Die BF2 wurde am 06.12.2017 ebenfalls beim Bundesamt für Fremdenwesen und Asyl im Beisein eines Dolmetschers für die Sprache Dari niederschriftlich einvernommen. Dabei gab sie an, dass sie aus Kunduz stamme. Vor vier Jahren habe sie mit ihrer Familie Afghanistan verlassen und fortan im Iran gelebt. Zu ihrem Leben als Frau in Afghanistan befragt, führte die BF2 aus, dass Frauen in Afghanistan keine Rechte hätten. Ohne Erlaubnis des Mannes dürften Frauen nichts unternehmen. Sie habe nicht mit gebildeten Leuten und nicht mit lauter Stimme sprechen dürfen. Als Frau sei man eine Dienerin und müsse stets einen Tschador tragen. Zu ihrem Fluchtgrund befragt, gab die BF2 an, dass sie den Iran verlassen habe, weil ihr Mann einen Unfall gehabt habe und danach nicht mehr arbeiten habe können. Afghanistan hätten sie einst wegen der Taliban verlassen. Die Taliban seien in Kunduz an der Macht gewesen. Ihr Schwiegervater sei aufgefordert worden, seine Söhne den Taliban zu überlassen. Die BF2 führte weiters aus, dass sie sich in Österreich über verschiedene Religionen informiere und auch in die Kirche gegangen sei und keinen Ramadan mehr durchführe. Ihr Schwiegervater habe den Kontakt abgebrochen, weil er gesehen habe, dass sie kein Kopftuch mehr trage. Sie sei nie mit eigenen Willen in Richtung ihrer Religion gegangen.
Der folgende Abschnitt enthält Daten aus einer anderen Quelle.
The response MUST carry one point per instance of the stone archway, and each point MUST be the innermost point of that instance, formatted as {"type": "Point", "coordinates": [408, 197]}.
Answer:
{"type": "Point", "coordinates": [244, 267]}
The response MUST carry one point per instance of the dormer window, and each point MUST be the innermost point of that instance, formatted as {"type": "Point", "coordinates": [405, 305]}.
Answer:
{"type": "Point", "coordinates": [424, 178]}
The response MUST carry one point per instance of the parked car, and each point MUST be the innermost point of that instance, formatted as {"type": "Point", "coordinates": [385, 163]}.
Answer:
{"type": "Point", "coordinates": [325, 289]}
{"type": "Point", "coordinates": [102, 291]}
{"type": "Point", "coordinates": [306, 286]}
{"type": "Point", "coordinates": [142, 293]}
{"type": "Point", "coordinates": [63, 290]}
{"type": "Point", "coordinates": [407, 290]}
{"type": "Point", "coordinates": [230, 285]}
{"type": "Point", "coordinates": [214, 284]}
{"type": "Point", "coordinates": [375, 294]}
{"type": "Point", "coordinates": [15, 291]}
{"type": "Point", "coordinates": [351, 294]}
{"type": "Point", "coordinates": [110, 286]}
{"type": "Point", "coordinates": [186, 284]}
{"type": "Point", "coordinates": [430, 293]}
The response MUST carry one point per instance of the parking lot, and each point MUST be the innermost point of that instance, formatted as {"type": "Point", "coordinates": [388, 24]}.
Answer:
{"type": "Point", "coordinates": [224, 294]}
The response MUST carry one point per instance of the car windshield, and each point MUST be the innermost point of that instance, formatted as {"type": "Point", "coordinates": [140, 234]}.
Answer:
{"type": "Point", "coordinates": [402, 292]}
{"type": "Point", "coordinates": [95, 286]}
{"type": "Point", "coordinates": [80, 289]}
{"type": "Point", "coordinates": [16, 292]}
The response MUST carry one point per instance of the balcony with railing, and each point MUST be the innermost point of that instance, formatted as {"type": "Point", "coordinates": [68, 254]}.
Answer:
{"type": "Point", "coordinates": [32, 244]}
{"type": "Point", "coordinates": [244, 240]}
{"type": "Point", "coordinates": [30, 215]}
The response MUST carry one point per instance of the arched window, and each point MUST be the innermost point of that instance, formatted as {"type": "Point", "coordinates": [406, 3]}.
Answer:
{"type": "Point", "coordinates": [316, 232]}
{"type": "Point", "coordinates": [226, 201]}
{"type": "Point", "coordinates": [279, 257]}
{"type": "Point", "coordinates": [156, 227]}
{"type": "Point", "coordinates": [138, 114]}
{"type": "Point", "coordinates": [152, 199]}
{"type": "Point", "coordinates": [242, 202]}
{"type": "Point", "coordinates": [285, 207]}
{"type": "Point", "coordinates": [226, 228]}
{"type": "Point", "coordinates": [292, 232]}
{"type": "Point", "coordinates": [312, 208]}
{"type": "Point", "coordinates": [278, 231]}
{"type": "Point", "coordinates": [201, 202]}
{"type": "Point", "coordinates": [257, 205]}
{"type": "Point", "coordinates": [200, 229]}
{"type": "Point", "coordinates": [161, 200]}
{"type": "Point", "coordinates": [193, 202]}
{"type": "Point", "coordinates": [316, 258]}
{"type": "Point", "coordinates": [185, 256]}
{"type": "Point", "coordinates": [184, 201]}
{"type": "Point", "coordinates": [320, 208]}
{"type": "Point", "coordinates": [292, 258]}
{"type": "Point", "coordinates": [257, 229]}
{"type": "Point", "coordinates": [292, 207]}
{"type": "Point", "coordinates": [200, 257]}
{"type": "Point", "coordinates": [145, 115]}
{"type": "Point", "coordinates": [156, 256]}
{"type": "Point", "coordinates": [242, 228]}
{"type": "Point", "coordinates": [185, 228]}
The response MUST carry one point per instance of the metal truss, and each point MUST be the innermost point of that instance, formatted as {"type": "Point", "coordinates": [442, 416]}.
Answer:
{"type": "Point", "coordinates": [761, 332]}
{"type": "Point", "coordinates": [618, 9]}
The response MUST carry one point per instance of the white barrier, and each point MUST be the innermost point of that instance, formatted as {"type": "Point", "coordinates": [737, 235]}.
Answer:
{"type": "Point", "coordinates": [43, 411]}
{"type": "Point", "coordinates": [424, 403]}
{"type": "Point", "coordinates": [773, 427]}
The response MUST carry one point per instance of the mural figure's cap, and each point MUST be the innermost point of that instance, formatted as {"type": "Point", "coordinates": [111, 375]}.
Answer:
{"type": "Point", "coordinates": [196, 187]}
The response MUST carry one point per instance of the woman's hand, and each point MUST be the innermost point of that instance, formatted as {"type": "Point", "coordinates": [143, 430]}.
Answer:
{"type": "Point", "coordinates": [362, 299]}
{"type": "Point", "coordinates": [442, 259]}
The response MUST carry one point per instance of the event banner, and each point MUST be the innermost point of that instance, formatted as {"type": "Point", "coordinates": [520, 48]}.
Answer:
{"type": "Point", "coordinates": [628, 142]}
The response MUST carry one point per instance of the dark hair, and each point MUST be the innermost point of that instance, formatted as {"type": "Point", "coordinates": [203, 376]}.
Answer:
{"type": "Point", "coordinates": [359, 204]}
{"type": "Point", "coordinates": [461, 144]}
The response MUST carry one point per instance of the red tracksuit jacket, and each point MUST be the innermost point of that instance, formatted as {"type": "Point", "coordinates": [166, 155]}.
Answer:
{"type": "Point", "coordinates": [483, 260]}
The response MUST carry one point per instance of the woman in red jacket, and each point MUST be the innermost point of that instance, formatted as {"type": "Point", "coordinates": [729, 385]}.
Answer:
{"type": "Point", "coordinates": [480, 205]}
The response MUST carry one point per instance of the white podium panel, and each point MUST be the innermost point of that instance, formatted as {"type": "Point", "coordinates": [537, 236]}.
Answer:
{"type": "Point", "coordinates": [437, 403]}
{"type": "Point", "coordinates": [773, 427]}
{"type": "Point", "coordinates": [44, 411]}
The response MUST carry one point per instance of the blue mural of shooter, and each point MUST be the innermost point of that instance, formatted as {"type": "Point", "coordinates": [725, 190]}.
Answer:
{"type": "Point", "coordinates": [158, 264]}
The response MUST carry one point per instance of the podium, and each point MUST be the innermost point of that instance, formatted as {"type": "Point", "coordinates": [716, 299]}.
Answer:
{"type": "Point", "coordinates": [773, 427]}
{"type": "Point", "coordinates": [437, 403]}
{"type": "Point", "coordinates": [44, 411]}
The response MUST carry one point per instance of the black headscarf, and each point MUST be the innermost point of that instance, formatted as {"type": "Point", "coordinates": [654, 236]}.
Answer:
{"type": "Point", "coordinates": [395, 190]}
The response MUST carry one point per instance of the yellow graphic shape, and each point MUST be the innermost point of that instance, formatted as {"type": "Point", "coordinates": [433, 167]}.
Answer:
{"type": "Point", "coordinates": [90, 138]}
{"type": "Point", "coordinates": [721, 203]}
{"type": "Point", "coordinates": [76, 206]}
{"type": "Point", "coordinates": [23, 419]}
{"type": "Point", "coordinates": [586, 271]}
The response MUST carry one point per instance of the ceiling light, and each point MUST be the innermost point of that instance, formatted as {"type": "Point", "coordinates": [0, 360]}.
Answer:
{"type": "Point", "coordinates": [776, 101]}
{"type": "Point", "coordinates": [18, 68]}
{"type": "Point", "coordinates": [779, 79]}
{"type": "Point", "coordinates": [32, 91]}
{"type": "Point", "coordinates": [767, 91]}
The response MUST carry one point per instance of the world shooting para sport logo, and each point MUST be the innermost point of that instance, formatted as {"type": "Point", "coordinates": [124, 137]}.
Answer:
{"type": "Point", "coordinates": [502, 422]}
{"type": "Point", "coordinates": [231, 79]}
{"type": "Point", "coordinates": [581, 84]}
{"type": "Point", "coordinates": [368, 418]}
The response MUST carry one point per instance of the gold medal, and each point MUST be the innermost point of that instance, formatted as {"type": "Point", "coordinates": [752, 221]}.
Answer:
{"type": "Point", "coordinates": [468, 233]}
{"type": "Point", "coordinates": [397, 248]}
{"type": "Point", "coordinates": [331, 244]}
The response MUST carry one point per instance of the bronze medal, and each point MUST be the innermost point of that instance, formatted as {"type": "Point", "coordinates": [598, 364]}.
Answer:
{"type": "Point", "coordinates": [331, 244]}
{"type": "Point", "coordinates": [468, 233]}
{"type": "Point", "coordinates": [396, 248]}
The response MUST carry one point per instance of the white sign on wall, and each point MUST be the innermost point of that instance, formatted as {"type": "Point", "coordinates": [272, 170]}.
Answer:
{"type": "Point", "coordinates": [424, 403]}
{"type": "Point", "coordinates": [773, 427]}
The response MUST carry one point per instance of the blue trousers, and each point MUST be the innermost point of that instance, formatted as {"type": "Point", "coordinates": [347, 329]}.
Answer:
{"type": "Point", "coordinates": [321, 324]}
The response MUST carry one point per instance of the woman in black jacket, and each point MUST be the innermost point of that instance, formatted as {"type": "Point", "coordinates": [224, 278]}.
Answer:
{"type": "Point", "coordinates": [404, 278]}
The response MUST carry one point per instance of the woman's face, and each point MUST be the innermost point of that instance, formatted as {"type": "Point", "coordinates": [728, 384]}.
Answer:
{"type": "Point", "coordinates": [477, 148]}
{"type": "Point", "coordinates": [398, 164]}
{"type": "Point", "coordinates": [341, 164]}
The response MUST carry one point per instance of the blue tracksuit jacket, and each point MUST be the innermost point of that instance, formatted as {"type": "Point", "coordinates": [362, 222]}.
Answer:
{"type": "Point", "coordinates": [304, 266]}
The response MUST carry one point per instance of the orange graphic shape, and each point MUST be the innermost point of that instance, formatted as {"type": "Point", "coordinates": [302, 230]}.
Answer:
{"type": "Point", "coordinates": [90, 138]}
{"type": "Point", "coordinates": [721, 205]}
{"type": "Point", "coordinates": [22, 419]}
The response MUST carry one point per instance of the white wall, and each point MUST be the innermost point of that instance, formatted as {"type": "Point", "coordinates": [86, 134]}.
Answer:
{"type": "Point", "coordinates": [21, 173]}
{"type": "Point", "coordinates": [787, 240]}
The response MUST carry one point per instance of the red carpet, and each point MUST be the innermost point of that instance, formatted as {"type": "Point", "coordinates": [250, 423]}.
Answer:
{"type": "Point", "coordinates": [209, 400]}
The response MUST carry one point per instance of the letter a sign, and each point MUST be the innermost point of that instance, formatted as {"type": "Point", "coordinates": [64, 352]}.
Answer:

Mit nunmehr angefochtenen Bescheiden vom 06.02.2018 wurden die Anträge des BF1, der BF2, der BF3 und der BF4 auf internationalen Schutz bezüglich der Zuerkennung des Status des Asylberechtigten gemäß § 3 Abs. 1 iVm § 2 Abs. 1 Z 13 AsylG (Spruchpunkt I.) und bezüglich der Zuerkennung des Status des subsidiär Schutzberechtigten in Bezug auf den Herkunftsstaat Afghanistan gemäß § 8 Abs. 1 iVm § 2 Abs. 1 Z 13 AsylG 2005 (Spruchpunkt II.) abgewiesen. Gemäß § 57 AsylG wurde ein Aufenthaltstitel aus berücksichtigungswürdigen Gründen nicht erteilt (Spruchpunkt III.) und gemäß § 10 Abs. 1 Z 3 AsylG iVm § 9 BFA-VG wurde eine Rückkehrentscheidung gemäß § 52 Abs. 2 Z 2 FPG erlassen (Spruchpunkt IV.). Gemäß § 52 Abs. 9 FPG wurde festgestellt, dass die Abschiebung gemäß § 46 FPG nach Afghanistan zulässig sei (Spruchpunkt V.). Weiters wurde ausgeführt, dass die Frist für die freiwillige Ausreise gemäß § 55 Abs. 1 bis 3 FPG 14 Tage ab Rechtskraft der Rückkehrentscheidung betrage (Spruchpunkt VI.).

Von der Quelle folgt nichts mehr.